In Cluff and Scott’s (2013) study, prediction-errors were caused by pushing the arm off its trajectory while the participant reached for a target. In this case, each reaching movement was compromised by an external force, but the arm’s natural dynamics (i.e., how the hand, elbow, and shoulder work together to reach) was maintained. Maeda and colleagues (2018) were interested in exploring how changes in natural arm dynamics altered feedforward and feedback motor commands. They wondered whether, like in Cluff and Scott’s (2013) study, feedback motor commands would synchronously optimize in response to a feedforward prediction-error. As such, the researchers used a similar reaching paradigm. The key difference in Maeda and colleagues’ (2018) experiment was the manipulation of the arm’s natural reaching tendency. If the opportunity is present, humans tend to unconsciously recruit muscles in the shoulder to aid in a reaching action. However, when you take away the mobility of the shoulder, our bodies will find other muscle groups to activate to make the same reaching action. Making use of this observation, the researchers had participants make reaching actions that could be achieved exclusively by elbow movements. For parts of the experiment, participants were allowed to use shoulder movements to aid in reaching. For other parts of the experiment, participants’ shoulders were “locked” into place, restricting shoulder movement in the reaching task. Reflecting on our high-five example, this part of the experiment is akin to trying to land a high-five (and I’m talking super high up in the air kind of high) when you’re wearing a shoulder-restricting coat. The study revealed two key findings: 1) shoulder restriction altered feedforward motor commands for the arm reaching movement, which manifested as decreased shoulder muscle activity, and 2) shoulder restriction synchronously altered feedback motor commands, which manifested as decreased stretch reflex activity in the shoulder muscle. 

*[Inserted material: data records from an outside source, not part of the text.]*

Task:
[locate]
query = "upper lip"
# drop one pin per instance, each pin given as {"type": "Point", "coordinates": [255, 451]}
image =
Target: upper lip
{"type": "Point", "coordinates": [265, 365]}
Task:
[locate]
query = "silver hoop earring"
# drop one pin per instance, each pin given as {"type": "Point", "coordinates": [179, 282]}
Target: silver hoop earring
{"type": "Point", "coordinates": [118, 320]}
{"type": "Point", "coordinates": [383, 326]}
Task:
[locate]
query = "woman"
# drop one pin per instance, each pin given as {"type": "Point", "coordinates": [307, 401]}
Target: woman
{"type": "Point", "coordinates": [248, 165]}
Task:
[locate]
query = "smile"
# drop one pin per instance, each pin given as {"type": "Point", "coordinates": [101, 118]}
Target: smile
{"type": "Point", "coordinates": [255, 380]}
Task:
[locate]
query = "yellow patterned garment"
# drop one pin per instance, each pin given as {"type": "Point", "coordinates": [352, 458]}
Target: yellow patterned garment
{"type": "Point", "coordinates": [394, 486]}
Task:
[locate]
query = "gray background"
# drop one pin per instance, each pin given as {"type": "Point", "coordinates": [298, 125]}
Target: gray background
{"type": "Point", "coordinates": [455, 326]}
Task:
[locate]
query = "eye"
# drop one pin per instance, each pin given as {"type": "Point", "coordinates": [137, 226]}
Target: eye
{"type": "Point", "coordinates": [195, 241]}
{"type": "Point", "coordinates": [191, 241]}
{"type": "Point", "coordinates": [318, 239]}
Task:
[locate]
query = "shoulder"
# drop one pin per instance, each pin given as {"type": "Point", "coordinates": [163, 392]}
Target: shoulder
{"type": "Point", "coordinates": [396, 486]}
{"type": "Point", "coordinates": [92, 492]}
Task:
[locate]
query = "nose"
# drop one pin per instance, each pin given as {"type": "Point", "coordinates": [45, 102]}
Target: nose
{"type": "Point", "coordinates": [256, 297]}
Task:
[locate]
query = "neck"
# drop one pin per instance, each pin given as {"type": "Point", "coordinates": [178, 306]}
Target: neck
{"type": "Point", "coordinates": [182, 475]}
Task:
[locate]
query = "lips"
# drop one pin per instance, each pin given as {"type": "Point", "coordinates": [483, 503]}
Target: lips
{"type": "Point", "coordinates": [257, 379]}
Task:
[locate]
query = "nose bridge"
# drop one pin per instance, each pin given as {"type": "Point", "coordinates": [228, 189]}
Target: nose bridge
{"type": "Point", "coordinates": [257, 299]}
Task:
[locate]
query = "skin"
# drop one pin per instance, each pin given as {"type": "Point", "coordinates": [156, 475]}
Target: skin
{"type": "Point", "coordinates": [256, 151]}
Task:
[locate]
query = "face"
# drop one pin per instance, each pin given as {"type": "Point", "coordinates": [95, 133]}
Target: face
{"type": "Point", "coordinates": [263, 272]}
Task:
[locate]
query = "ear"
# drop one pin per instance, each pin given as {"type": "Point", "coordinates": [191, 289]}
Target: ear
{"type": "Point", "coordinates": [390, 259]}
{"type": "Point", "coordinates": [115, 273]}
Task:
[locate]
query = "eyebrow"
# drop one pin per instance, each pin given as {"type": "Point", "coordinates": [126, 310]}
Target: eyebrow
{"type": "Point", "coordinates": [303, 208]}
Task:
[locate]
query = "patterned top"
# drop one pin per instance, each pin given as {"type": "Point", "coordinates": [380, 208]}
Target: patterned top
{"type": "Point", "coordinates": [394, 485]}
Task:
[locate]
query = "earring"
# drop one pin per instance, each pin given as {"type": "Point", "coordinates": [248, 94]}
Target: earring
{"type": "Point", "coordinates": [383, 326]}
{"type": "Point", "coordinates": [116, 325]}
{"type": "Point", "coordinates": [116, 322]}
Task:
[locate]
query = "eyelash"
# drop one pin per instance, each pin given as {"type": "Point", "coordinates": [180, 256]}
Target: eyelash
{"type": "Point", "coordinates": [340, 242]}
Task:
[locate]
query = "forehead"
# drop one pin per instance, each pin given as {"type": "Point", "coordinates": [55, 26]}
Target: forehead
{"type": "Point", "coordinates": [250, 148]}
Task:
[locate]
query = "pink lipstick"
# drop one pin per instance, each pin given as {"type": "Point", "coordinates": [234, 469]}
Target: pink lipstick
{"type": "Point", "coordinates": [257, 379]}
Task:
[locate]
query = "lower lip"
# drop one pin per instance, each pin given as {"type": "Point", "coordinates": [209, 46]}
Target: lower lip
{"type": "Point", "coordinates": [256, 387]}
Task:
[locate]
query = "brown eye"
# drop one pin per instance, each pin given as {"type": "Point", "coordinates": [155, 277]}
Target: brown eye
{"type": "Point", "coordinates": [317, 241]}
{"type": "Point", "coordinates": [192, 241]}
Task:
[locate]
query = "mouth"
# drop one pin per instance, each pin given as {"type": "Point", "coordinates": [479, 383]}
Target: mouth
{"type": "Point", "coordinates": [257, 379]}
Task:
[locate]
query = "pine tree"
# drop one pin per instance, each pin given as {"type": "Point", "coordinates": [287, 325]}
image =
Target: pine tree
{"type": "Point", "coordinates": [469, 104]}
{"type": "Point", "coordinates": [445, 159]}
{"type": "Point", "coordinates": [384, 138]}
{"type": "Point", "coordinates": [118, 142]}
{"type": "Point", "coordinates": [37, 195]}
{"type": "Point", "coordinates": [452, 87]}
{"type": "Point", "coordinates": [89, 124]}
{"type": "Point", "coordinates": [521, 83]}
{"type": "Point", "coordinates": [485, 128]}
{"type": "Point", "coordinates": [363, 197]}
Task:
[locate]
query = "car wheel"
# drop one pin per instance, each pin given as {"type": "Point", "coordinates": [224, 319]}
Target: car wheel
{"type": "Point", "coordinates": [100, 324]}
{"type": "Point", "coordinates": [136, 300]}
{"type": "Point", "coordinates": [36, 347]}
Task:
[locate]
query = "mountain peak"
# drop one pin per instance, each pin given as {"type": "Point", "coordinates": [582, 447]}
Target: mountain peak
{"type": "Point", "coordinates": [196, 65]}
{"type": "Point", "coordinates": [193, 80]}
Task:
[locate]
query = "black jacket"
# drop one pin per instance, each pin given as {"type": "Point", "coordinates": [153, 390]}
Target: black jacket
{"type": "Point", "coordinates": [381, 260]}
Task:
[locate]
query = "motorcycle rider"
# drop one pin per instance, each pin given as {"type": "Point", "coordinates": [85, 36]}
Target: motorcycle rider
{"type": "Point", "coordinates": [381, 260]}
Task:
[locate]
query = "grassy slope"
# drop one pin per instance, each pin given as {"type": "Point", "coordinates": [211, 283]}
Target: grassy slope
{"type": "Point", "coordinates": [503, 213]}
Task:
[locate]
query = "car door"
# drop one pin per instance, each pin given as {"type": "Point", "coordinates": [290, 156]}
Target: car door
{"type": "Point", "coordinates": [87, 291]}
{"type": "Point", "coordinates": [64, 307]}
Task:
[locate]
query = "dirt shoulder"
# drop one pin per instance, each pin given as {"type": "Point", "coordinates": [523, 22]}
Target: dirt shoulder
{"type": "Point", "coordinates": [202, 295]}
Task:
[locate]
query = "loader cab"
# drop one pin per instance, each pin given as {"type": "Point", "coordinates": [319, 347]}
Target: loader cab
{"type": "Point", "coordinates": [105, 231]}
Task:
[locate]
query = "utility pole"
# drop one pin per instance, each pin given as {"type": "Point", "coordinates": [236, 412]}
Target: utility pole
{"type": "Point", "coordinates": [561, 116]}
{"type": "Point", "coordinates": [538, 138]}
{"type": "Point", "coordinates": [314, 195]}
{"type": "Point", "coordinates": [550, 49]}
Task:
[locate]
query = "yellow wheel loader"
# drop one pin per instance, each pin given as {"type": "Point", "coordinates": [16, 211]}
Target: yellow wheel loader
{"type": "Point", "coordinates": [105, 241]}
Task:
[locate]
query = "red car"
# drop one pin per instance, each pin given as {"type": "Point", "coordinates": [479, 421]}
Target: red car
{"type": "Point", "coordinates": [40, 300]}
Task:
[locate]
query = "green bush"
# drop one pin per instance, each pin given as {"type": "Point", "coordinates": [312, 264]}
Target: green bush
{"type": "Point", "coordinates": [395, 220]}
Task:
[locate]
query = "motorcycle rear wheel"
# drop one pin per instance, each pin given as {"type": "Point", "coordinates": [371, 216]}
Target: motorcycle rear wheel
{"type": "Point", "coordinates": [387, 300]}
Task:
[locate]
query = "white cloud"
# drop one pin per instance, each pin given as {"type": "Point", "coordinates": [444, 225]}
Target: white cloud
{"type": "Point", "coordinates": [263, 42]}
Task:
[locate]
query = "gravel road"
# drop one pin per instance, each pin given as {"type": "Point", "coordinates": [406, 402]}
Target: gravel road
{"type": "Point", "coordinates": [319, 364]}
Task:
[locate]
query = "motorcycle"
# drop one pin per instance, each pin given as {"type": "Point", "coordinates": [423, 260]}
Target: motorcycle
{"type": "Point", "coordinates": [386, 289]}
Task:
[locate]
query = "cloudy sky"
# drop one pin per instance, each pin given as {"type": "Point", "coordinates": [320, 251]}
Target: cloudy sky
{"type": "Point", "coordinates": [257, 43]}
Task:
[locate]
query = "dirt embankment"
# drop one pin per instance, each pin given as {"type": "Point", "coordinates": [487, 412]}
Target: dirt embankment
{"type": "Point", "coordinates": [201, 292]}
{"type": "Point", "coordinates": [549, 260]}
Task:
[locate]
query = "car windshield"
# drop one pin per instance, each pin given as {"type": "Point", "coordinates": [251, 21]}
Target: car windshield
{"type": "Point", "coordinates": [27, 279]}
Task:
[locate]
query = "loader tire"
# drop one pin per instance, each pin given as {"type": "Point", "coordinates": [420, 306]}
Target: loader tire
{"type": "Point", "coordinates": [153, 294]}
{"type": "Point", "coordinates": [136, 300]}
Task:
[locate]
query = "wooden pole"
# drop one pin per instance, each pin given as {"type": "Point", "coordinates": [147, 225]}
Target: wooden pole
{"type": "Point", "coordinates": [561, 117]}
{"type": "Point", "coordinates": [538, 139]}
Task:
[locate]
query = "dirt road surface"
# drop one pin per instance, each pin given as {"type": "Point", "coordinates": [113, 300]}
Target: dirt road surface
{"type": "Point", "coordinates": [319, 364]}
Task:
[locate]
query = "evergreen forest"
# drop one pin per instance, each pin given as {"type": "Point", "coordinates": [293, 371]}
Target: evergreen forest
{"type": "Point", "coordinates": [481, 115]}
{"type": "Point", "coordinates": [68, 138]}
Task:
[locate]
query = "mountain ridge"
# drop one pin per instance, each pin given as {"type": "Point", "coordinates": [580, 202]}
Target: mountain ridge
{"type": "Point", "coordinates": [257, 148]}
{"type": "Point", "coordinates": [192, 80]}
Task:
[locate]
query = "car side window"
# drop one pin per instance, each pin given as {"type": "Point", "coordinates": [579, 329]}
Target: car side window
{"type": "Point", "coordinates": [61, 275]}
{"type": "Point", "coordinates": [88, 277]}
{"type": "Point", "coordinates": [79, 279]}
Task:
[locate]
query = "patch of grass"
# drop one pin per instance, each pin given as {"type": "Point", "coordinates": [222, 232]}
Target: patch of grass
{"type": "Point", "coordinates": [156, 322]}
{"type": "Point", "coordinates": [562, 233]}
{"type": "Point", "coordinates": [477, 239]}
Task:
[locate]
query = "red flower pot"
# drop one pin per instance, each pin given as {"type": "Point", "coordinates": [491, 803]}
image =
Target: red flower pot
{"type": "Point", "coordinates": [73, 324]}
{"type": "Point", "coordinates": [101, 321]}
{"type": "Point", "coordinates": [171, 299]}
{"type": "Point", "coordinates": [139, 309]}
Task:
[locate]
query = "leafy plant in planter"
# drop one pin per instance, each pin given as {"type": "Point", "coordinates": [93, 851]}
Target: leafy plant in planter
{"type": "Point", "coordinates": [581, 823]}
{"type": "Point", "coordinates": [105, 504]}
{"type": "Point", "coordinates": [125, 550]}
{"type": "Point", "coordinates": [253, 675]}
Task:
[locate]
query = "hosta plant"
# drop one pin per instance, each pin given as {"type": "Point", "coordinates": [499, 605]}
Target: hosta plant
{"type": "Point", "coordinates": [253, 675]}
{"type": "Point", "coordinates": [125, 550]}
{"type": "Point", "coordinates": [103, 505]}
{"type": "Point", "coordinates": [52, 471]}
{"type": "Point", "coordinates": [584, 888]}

With that, Maeda et al. (2018) provided the first evidence for prediction-error induced adaptation, of feedforward and feedback motor commands, in response to altered arm dynamics. So, the next time you slip-up on a high-five, you might find that a (wildly) strong wind blew your arm too far, or perhaps your upward reach was constrained by your way-too-heavy backpack. Either way, don’t sweat it. Try again, and again, and again…and before too long, dignity will be yours.

 

Original Article:

Maeda, R.S., Cluff, T., Gribble, P.L., and Pruszynski, J.A. (2018). Feedforward and feedback control share an internal model of the arm’s dynamics. The Journal of Neuroscience, 38(49), 10505–10514.

References:

Cluff, T., Scott, S.H. (2013). Rapid feedback responses correlate with reach adaptation and properties of novel upper limb loads. The Journal of Neuroscience, 33, 15903–15914.

Wolpert, D.M., Diedrichsen. J., Flanagan, J.R. (2011). Principles of sensorimotor learning. Nature Reviews Neuroscience, 12, 739–751.